En una de las formaciones se encontraba el sótnik Erdene sobre su estrellado corcel Akzhuldús al frente de un pelotón. Las miradas de Dogulang y de Erdene se encontraron. En medio del alboroto y el revuelo nadie prestó atención ni advirtió con qué dificultad separaban los ojos uno de otro, ni cómo temblaba Dogulang al apartar de su frente los desparramados cabellos, ni cómo se encendía instantáneamente su rostro para apagarse acto seguido. Sólo el propio Erdene pudo imaginarse lo que le costaba a Dogulang este instantáneo encuentro de sus ojos, qué alegría y qué dolor representaba para ella este momento. A la pregunta del noion de la voz penetrante, Dogulang, vuelta a la realidad, se dominó y respondió de nuevo con firmeza:
–¡No, aquí no está el padre de mi hijo!
Y, de nuevo, nadie prestó atención al sótnik Erdene, que dejó caer la cabeza, pero que al instante, con un esfuerzo de voluntad, se obligó a adoptar un aspecto imperturbable.
Los verdugos estaban preparados.

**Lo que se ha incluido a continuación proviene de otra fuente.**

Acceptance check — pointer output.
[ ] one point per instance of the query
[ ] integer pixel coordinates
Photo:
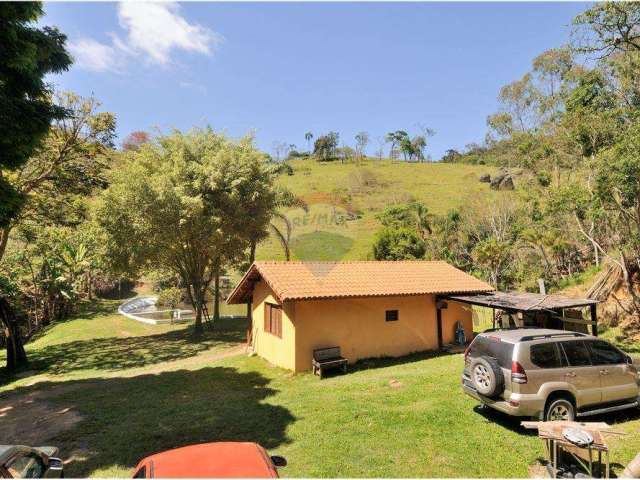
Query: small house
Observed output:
(367, 308)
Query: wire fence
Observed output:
(482, 319)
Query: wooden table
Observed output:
(551, 434)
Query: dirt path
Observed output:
(31, 419)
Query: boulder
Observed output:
(507, 183)
(503, 181)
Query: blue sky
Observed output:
(286, 68)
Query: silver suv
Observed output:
(549, 374)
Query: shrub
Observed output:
(398, 244)
(170, 297)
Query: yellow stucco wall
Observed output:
(279, 351)
(359, 328)
(356, 325)
(453, 313)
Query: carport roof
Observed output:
(522, 301)
(299, 280)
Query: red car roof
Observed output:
(213, 460)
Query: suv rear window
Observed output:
(604, 354)
(577, 353)
(501, 351)
(545, 355)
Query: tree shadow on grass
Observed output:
(123, 420)
(507, 421)
(112, 354)
(383, 362)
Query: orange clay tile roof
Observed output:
(315, 280)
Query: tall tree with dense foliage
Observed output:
(70, 162)
(325, 148)
(27, 55)
(308, 136)
(181, 204)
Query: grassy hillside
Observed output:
(108, 391)
(343, 200)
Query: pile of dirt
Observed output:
(616, 309)
(503, 181)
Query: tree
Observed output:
(395, 139)
(618, 189)
(607, 28)
(418, 144)
(135, 140)
(181, 205)
(380, 150)
(28, 54)
(308, 136)
(362, 140)
(451, 156)
(518, 100)
(70, 161)
(398, 244)
(285, 199)
(280, 150)
(413, 215)
(325, 146)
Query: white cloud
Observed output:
(155, 29)
(93, 55)
(151, 32)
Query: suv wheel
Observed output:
(487, 376)
(560, 409)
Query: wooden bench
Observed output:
(327, 358)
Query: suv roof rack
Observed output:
(526, 338)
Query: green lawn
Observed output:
(344, 199)
(136, 389)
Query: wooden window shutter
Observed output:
(279, 321)
(267, 317)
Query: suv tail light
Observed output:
(518, 375)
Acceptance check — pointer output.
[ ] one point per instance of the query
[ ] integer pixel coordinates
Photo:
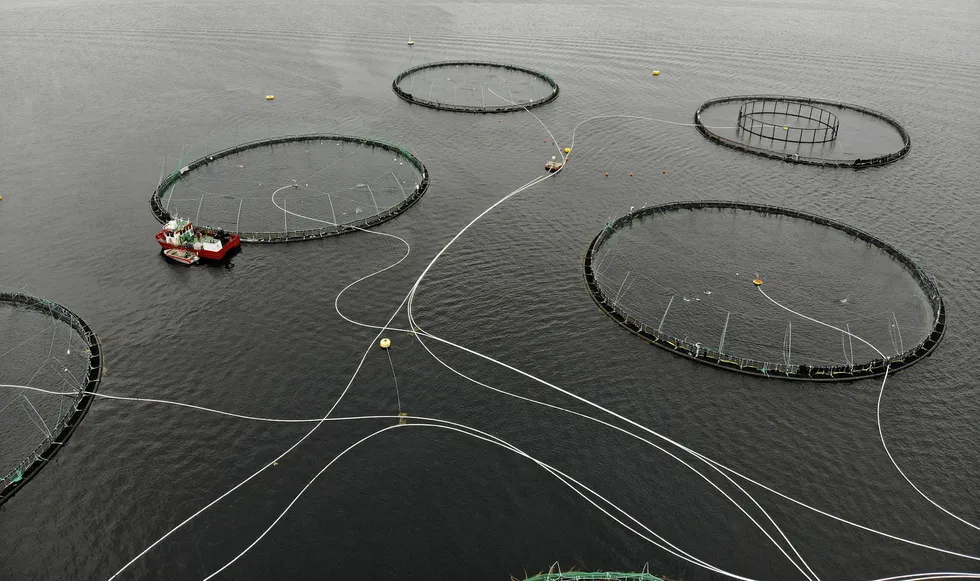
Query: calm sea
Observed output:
(96, 95)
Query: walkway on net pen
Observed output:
(163, 215)
(716, 357)
(594, 576)
(15, 479)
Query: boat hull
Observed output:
(234, 243)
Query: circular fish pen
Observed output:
(475, 87)
(803, 130)
(292, 188)
(765, 291)
(593, 576)
(53, 350)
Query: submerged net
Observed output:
(475, 87)
(684, 276)
(292, 188)
(44, 346)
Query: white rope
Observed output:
(881, 394)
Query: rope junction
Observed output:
(586, 493)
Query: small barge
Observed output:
(204, 243)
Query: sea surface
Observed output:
(96, 97)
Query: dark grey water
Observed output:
(860, 135)
(689, 273)
(96, 95)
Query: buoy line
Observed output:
(585, 416)
(881, 394)
(409, 298)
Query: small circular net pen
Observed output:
(813, 124)
(804, 130)
(765, 291)
(292, 188)
(47, 347)
(475, 87)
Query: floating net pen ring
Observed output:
(423, 96)
(652, 333)
(12, 480)
(814, 131)
(406, 197)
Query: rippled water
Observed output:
(97, 95)
(689, 274)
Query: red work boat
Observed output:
(207, 243)
(180, 255)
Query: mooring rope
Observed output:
(881, 394)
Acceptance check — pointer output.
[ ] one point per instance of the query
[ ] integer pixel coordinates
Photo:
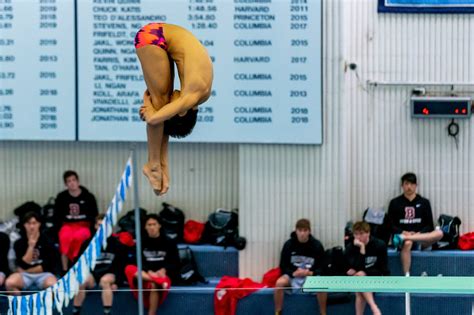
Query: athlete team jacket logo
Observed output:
(74, 209)
(409, 212)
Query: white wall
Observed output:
(370, 140)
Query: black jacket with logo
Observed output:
(82, 208)
(411, 216)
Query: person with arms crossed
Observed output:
(409, 214)
(366, 256)
(302, 255)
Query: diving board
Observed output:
(447, 285)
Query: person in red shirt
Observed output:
(75, 211)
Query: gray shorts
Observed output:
(296, 285)
(36, 279)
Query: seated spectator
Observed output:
(108, 271)
(4, 248)
(75, 211)
(409, 214)
(35, 256)
(301, 256)
(366, 256)
(160, 258)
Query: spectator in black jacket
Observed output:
(75, 211)
(301, 256)
(409, 214)
(366, 256)
(35, 258)
(108, 271)
(161, 262)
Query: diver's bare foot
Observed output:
(165, 184)
(154, 175)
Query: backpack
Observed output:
(379, 225)
(193, 231)
(334, 263)
(172, 222)
(127, 222)
(450, 227)
(29, 206)
(222, 229)
(188, 272)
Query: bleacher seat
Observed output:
(214, 262)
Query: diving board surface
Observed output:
(447, 285)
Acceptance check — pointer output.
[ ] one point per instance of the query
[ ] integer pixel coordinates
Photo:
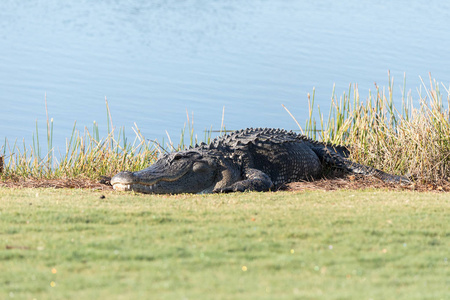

Tres hombres vistiendo negras hopalandas con las mangas remangadas llevaron al centro de la colina a un dromedario tan enorme que un jinete montado en su silla sólo llegaba con la cabeza a la mitad del vientre del animal. A falta de bosque, en los espacios esteparios los nómadas recurrían de antiguo a este procedimiento de ejecución: colgaban a los condenados del espacio situado entre las dos gibas del dromedario, a pares en una misma cuerda, o bien con un contrapeso que solía ser un saco de arena. Este contrapeso estaba ya preparado para la bordadora Dogulang.
Con gritos y palos, los verdugos obligaron al dromedario, que bramaba irritado, a bajarse y a tenderse recogiendo bajo el cuerpo las largas y huesudas patas. La horca estaba preparada.